Le Bureau exécutif du mouvement Ennahda a tenu, dans la soirée de mercredi 2 mars, sa réunion périodique, présidée par Rached Ghannouchi, pour examiner les derniers développements sur les scènes nationale et internationale.

Dans ce contexte, « Ennahda a condamné l’agression russe contre l’Ukraine et la considère comme une violation flagrante du droit international et du droit des peuples à disposer d’eux-mêmes dans le cadre de la liberté, de la démocratie et de la sécurité ».

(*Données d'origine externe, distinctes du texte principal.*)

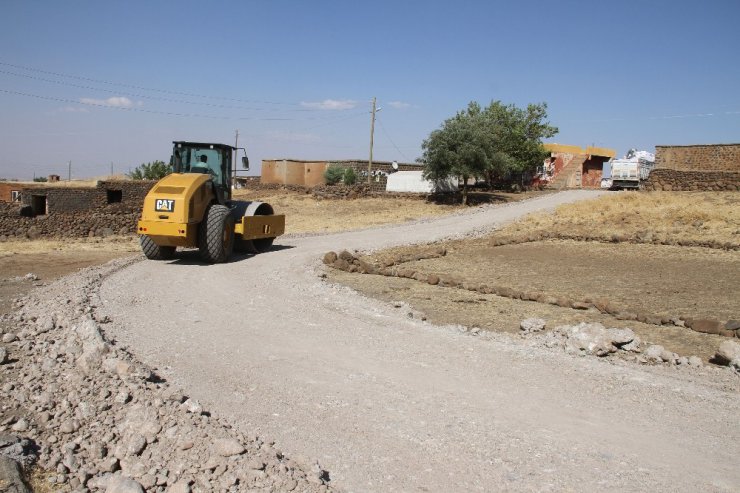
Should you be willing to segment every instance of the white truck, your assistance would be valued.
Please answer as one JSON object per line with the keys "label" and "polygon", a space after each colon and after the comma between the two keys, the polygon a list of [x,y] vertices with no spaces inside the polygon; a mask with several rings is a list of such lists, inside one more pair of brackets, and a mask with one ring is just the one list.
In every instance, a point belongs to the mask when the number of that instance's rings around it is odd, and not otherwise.
{"label": "white truck", "polygon": [[639,189],[640,182],[647,180],[655,167],[655,154],[630,149],[623,159],[611,162],[611,188]]}

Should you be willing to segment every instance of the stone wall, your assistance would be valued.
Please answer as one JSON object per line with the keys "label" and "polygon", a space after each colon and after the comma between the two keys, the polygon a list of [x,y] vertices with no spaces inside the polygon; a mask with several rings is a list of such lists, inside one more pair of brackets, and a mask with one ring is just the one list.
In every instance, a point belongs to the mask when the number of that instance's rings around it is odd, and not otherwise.
{"label": "stone wall", "polygon": [[654,169],[643,187],[655,191],[735,191],[740,190],[740,172]]}
{"label": "stone wall", "polygon": [[[140,208],[154,181],[99,181],[89,187],[36,187],[22,192],[22,203],[36,215],[78,212],[112,204]],[[45,201],[42,210],[42,203]]]}
{"label": "stone wall", "polygon": [[0,240],[8,238],[81,238],[133,234],[141,215],[136,208],[115,204],[96,210],[52,212],[24,217],[20,207],[0,204]]}
{"label": "stone wall", "polygon": [[655,146],[655,167],[740,173],[740,144]]}

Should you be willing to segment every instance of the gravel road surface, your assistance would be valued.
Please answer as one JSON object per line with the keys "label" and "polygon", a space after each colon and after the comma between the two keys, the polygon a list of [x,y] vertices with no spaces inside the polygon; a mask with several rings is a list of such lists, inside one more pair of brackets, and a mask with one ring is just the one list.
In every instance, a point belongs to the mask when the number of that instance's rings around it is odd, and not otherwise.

Dans le même contexte, le parti islamiste a exprimé sa préoccupation face au « manque de clarté voire l’ambiguïté de la position officielle tunisienne, qui vient en contradiction avec les traditions de notre politique étrangère ».

Ennahdha a également critiqué l’acharnement des autorités en rapport avec « la détention de force de Noureddine Bhiri en dehors des garanties prévues par la loi, et avertit contre tout danger pour sa santé.

Le parti rappelle que Noureddine Bhiri poursuit « une grève de la faim qui a atteint son 63ème jour, ce qui soulève des interrogations sur la volonté préméditée de se débarrasser de lui et de le faire taire ».

Ennahdha a déploré l’arrestation et l’incarcération de l’ancien doyen des avocats, Abderazzek Kilani, dont le seul tord aura été de défendre Noureddine Bhiri.

« Ce qui s’est passé est considéré comme un dangereux précédent dans une série de graves violations de la Constitution, des libertés et du caractère de la profession d’avocat ».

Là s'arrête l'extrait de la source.